I shrugged off her apology and happily ate the fruit when she held it out for me, then grabbed a second one she brought out, too. Two shia fruits! That never happened, but I certainly wasn't about to complain.

They both had a funny metallic taste to them, probably from the container Minna had been hiding them in, but they were still really good. Shia fruit was always really good.

She didn't need to apologize, though; the scanner had only terrified me because I had been too drugged up to think straight. I knew it wasn't a threat, and I wasn't on those awful sedatives, so I would be fine. The scanner was nothing to worry about. In fact, it even looked a little pretty. I could just stare at it for hours, actually; it just looked so... so... neat...

...oh come on, not again!




Minna kept me calm during the scans. Senica looked over everything and said the bones were all fused back together and fully healed. A few loud noises, a bit of burning smells, a couple of minutes laying limply on the table... and the casts that had trapped me for nearly a month were finally, finally gone.

And all I could think of was how interesting and neat Minna's plain, perfectly ordinary shirt was.

She carried me back home in the carrier and sat me in her lap on the couch, then went carefully over my wings with the soft sponge. I was dimly aware of the water getting dirtier and knew that my beautiful wings must have been caked with all sorts of disgusting, nasty things.

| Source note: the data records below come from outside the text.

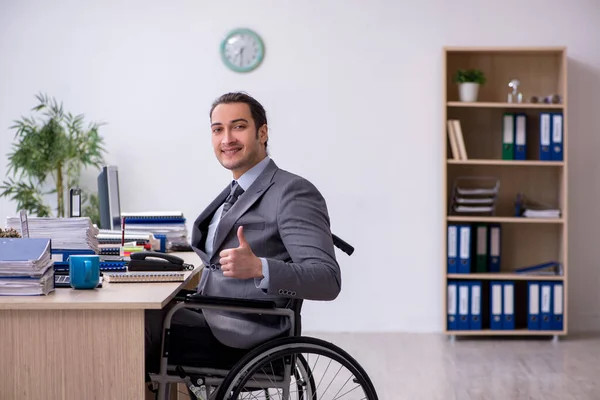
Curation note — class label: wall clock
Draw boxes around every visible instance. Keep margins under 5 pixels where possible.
[221,28,265,72]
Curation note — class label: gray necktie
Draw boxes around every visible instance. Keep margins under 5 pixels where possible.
[221,181,244,218]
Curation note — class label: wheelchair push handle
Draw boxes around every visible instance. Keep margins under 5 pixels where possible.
[331,234,354,256]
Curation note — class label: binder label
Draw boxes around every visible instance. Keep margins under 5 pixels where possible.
[540,113,550,146]
[542,285,550,313]
[554,284,563,315]
[490,226,500,257]
[552,114,562,143]
[516,115,525,146]
[504,283,514,315]
[448,226,458,258]
[460,226,471,259]
[492,284,502,315]
[502,114,514,144]
[471,285,481,315]
[529,283,540,315]
[477,226,487,255]
[448,284,456,315]
[458,285,469,315]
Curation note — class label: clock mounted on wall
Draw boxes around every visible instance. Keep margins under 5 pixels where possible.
[221,28,265,72]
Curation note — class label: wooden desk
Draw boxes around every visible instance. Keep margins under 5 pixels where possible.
[0,252,202,400]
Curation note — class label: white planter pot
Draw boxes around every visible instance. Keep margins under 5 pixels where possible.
[458,82,479,102]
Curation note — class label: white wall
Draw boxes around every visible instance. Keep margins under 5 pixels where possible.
[0,0,600,331]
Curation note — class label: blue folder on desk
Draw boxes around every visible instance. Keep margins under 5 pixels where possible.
[457,225,471,274]
[540,282,554,331]
[540,112,552,161]
[490,281,504,330]
[552,282,564,331]
[527,281,540,331]
[447,281,458,331]
[550,113,564,161]
[446,224,458,274]
[457,282,471,331]
[469,281,482,330]
[502,281,515,330]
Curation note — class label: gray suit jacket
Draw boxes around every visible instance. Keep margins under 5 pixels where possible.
[191,160,341,348]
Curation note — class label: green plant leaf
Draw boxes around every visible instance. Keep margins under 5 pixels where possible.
[0,93,106,216]
[453,69,486,85]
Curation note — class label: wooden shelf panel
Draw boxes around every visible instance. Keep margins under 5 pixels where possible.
[444,107,568,162]
[447,101,565,110]
[446,215,564,224]
[444,329,567,336]
[442,46,569,338]
[445,49,566,103]
[446,164,566,219]
[446,273,565,281]
[444,46,567,55]
[447,159,565,167]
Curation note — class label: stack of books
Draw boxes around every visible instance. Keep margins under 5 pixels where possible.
[6,217,99,271]
[0,238,54,296]
[6,216,99,254]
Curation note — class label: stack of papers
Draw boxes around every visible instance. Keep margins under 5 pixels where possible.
[6,217,99,254]
[0,238,54,296]
[121,211,190,251]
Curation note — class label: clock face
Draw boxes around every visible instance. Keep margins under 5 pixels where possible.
[221,29,265,72]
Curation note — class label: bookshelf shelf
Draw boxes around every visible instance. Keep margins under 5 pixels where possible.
[446,159,565,167]
[445,329,567,336]
[447,101,564,110]
[441,47,569,337]
[447,272,564,281]
[446,215,565,224]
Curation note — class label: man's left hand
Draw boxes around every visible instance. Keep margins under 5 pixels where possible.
[219,226,263,279]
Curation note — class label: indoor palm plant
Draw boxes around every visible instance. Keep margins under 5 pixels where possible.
[0,94,105,224]
[454,69,486,102]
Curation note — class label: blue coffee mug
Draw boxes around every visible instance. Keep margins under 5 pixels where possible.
[69,254,100,289]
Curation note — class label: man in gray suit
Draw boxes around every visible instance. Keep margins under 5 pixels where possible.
[146,93,341,376]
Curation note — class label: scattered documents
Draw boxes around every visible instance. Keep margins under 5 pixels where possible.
[0,238,54,296]
[6,216,98,254]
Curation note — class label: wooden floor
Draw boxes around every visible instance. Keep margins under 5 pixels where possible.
[173,333,600,400]
[314,333,600,400]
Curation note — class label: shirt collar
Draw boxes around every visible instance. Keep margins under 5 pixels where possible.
[237,156,271,191]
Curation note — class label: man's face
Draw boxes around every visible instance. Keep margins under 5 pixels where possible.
[211,103,267,179]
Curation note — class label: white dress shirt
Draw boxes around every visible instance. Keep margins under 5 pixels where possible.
[204,156,271,289]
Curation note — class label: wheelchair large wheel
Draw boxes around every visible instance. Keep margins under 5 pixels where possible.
[215,336,377,400]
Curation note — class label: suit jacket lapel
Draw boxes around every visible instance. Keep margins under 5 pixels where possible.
[191,185,231,263]
[213,160,277,255]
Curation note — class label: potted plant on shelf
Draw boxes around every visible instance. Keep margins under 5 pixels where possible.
[0,94,105,224]
[454,69,486,102]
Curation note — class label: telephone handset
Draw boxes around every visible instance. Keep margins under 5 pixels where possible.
[128,251,193,271]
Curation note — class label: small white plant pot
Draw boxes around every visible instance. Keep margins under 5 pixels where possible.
[458,82,479,102]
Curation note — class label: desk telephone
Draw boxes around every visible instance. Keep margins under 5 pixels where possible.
[127,251,194,271]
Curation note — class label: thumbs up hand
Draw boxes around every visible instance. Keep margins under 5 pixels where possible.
[219,226,263,279]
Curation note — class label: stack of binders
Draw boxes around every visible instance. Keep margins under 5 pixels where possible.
[447,223,502,274]
[0,238,54,296]
[447,280,483,331]
[527,281,564,331]
[502,112,564,161]
[121,211,191,251]
[447,280,564,332]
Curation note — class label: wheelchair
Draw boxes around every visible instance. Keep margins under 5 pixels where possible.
[149,235,377,400]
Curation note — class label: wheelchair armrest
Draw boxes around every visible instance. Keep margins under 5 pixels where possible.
[184,293,277,309]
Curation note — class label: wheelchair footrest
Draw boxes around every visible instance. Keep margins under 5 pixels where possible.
[185,293,277,309]
[175,365,204,399]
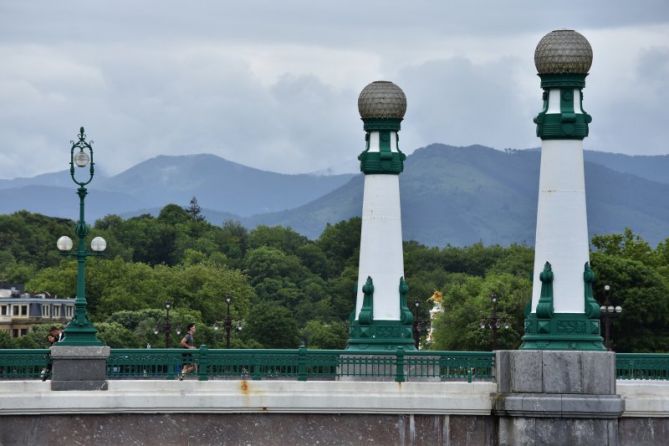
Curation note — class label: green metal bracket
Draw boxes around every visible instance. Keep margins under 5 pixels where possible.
[346,277,416,351]
[520,262,605,351]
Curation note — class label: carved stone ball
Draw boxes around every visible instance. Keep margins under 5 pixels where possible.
[358,81,407,119]
[534,29,592,74]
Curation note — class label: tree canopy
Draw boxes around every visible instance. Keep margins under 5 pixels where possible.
[0,207,669,352]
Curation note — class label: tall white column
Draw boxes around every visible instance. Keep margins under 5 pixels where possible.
[521,30,603,350]
[347,81,415,350]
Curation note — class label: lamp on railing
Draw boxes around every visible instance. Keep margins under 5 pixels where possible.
[412,301,426,349]
[224,297,232,348]
[479,293,510,350]
[213,296,242,348]
[56,127,107,345]
[599,285,623,350]
[163,302,172,348]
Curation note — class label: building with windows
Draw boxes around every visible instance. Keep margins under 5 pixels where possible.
[0,284,74,338]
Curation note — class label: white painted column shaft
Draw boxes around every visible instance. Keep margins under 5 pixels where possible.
[532,139,589,313]
[355,132,404,320]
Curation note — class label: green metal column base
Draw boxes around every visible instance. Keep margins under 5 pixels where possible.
[58,326,104,347]
[346,320,416,351]
[520,313,606,351]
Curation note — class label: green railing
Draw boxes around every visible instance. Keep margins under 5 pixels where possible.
[107,347,494,382]
[0,349,51,380]
[616,353,669,380]
[0,346,669,382]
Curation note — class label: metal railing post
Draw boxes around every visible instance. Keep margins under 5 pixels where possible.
[395,347,405,383]
[197,344,209,381]
[297,344,307,381]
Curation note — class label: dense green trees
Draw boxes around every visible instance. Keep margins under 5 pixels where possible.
[0,209,669,351]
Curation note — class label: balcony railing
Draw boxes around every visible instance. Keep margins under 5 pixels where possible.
[616,353,669,380]
[0,349,51,380]
[5,346,669,382]
[107,347,494,382]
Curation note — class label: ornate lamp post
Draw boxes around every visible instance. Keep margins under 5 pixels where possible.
[57,127,107,346]
[599,285,623,350]
[223,297,232,348]
[413,301,425,350]
[163,302,172,348]
[480,293,509,350]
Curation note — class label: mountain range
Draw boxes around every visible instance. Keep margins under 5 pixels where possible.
[0,144,669,246]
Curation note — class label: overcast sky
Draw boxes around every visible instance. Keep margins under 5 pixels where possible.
[0,0,669,178]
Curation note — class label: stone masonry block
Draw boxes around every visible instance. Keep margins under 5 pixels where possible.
[542,350,583,393]
[581,352,616,395]
[509,350,543,393]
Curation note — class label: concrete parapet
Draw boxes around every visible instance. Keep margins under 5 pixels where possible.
[51,345,111,390]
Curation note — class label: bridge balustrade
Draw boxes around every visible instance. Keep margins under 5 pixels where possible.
[0,346,669,382]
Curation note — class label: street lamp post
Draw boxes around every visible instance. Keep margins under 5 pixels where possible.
[480,293,509,350]
[57,127,107,346]
[223,297,232,348]
[413,301,425,350]
[163,302,172,348]
[599,285,623,350]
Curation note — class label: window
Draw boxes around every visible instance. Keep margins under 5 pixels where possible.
[12,305,28,317]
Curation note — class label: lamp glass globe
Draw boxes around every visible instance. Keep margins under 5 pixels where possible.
[56,235,73,252]
[74,150,91,167]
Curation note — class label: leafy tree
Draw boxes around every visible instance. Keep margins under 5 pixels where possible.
[0,330,16,348]
[249,225,309,254]
[95,322,144,348]
[186,197,204,221]
[432,274,531,350]
[300,320,348,350]
[244,303,300,348]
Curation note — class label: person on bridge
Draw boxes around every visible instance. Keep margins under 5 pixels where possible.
[179,324,197,381]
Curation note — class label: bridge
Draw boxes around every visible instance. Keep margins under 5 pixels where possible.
[0,346,669,445]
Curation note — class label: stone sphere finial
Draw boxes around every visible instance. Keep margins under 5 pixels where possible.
[534,29,592,74]
[358,81,407,119]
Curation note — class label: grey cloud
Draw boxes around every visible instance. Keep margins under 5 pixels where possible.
[586,47,669,155]
[399,57,541,152]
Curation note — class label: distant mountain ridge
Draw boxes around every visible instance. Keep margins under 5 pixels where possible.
[0,144,669,246]
[244,144,669,246]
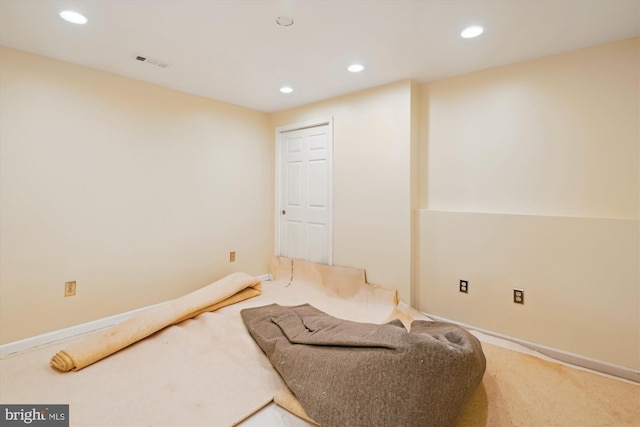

But it was okay. Minna had cleaned them for me.

She gingerly stretched out my wings. That had seemed unfair, even through the haze of the medicine. They were my wings, and this was the first chance I'd had in weeks to move them; I should have been the one to stretch them...

But moving was just so much effort. It was so much easier to just let her stretch them for me. Her hands were warm, and she was being careful. And it felt nice, to finally feel those cramped muscles stretch out. To finally feel some attention on all those itchy places. It was nice, just how it was...

I drifted off, and spent my first day of freedom from the cast asleep in Minna's lap.




The second day passed the same way. As did the third. It was only on the fourth day that Minna stopped feeding me food that had been tainted with the drug and allowed me to wake from the haze.

I should have been mad. Should have felt helpless and taken advantage of. Should have felt upset.

But all I could feel was gratitude.

My wings felt so very, very weak, even with all the gentle exercises Minna had given them. If I hadn't been out of it, I would have tried using them. It was just too instinctive - a hop would see them flapping, a shift in Minna's stance would have them flared out for balance, even waking up and yawning would have ended in a stretch that very likely would have torn something. My muscles were just too weak.

Minna had protected me from that. I felt gratitude for what she had kept me from.

I hated myself for that feeling.

I sat on the windowsill and stared out over the city and tried once again to get a grip on what I was feeling... but it was just as useless as the other times. I stretched my wings slowly out and held them that way for a moment, then pulled them back for rest.

Just a few more days. Just a few more days to get my wings stronger... then I can get out of here. I can get away from her, and not have to worry about all these feelings confusing me.

I had no idea if I wanted them to pass quickly or not.